Cet état-major situé à Kramatorsk, à 70 km au nord du fief rebelle de Donetsk, se trouve à au moins 45 km de la zone rebelle la plus proche. Au moins six civils ont été tués dans cette attaque aux lance-roquettes multiples Tornado.

Auparavant, sept soldats et six civils avaient été tués au cours des dernières 24 heures, selon les bilans établis séparément par les autorités rebelles et ukrainiennes.

Parallèlement, au sud de la ligne de front, les troupes ukrainiennes ont annoncé avoir lancé une contre-offensive et repris le contrôle de trois villages à l'est du port de Marioupol, dernière grande ville de la région sous contrôle ukrainien. «De violents combats sont en cours», dans deux autres villages, a précisé le porte-parole militaire ukrainien, Zoryan Shkiryak.

Dans le fief séparatiste de Donetsk, les tirs d'artillerie se sont poursuivis une bonne partie de la nuit et ont repris mardi matin, a constaté un journaliste de l'AFP sur place.

Sommet de la dernière chance

Malgré les combats, les 24 prochaines heures seront cruciales sur le plan diplomatique, à la suite de l'initiative de François Hollande et d'Angela Merkel de prendre au mot Vladimir Poutine et de venir à Moscou lui présenter un plan de paix, après l'avoir exposé au chef de l'État ukrainien Petro Porochenko.

Depuis, les quatre dirigeants ont eu des entretiens téléphoniques et font travailler d'arrache-pied leurs conseillers pour parvenir à un compromis permettant l'organisation d'un sommet inédit, à Minsk, la capitale du Bélarus, encore qualifié jusqu'à récemment par les Américains de «dernière dictature d'Europe».

La tenue du sommet dépendra notamment des résultats de la réunion du Groupe de contact sur l'Ukraine, qui réunissait à partir de 13 h (8 h à Montréal) mardi à Minsk les représentants ukrainiens, russes ainsi que celui de l'OSCE (organisation pour la sécurité et la coopération en Europe). Les émissaires séparatistes y participeront également, a annoncé Denis Pouchiline, représentant de la République populaire autoproclamée de Donetsk (DNR), à l'agence officielle séparatiste.
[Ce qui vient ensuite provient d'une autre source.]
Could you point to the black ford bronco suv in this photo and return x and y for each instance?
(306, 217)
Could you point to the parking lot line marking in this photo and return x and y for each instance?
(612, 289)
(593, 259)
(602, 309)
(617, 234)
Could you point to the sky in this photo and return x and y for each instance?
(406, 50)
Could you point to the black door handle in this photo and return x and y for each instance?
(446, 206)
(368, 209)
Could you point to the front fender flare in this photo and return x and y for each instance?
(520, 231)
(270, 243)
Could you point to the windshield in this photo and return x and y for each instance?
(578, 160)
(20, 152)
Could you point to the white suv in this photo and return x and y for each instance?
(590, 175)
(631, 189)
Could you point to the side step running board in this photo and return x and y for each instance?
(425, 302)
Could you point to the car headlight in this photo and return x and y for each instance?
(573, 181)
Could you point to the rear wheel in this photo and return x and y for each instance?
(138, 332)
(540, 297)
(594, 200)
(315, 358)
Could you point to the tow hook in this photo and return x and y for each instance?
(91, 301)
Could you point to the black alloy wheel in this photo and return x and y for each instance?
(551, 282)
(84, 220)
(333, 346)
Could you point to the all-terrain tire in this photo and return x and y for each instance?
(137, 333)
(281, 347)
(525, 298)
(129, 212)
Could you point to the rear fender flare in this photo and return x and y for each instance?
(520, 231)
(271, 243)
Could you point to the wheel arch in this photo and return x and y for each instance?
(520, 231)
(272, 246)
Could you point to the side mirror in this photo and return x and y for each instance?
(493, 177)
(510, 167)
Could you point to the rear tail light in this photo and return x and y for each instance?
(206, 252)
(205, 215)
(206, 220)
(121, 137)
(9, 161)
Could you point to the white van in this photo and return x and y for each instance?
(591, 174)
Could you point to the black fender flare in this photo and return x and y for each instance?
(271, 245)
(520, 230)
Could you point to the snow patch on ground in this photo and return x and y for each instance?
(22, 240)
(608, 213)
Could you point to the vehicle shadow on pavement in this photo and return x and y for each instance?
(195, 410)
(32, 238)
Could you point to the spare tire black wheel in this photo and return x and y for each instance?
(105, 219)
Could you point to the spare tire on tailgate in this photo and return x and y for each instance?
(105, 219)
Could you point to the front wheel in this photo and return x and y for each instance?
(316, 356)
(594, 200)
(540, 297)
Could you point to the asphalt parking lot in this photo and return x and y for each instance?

Mais avant la réunion diplomatique de «la dernière chance» entre les présidents russe Vladimir Poutine, ukrainien Petro Porochenko, français François Hollande et la chancelière allemande Angela Merkel, cette dernière était lundi à Washington et à Ottawa pour présenter au président Obama et au premier ministre Harper ce plan de paix européen.

Ce plan, qui n'a pas été dévoilé, vise à faire appliquer les accords de paix conclus en septembre à Minsk. Mais l'Ukraine insiste sur le respect de la ligne de front établie en septembre alors que les séparatistes occupent 500 km2 supplémentaires depuis.

Une autre question litigieuse concerne le «statut des territoires» conquis par les séparatistes. Moscou insiste sur la constitution d'une fédération quand l'Ukraine ne parle que de «décentralisation», craignant une tentative du Kremlin de s'assurer un droit de veto sur les décisions de Kiev.

Est également âprement discutée la question du contrôle de la frontière ukraino-russe dans les territoires aux mains des rebelles. Kiev réclame son contrôle conjoint avec l'OSCE, mais «Moscou refuse d'en parler» et réclame que l'Ukraine se mette d'accord avec les rebelles sur ce point, selon une source gouvernementale ukrainienne.

D'après la même source, l'idée d'un contingent de maintien de la paix a été évoquée mais les négociations bloquent sur la nationalité de ses soldats. Lundi, les séparatistes s'étaient dits ouverts à cette idée si les soldats étaient biélorusses ou russes, une option rejetée par Kiev.

Pour autant, une source diplomatique française s'est dite lundi confiante sur la tenue de ce sommet. «Il y a huit jours, ils (Ukrainiens et Russes, NDLR) ne se parlaient pas. Là, on les met autour d'une table», a-t-elle déclaré à l'AFP.

«L'idée est d'avoir un accord global», a ajouté cette source, qui a reconnu que les négociations étaient «très compliquées».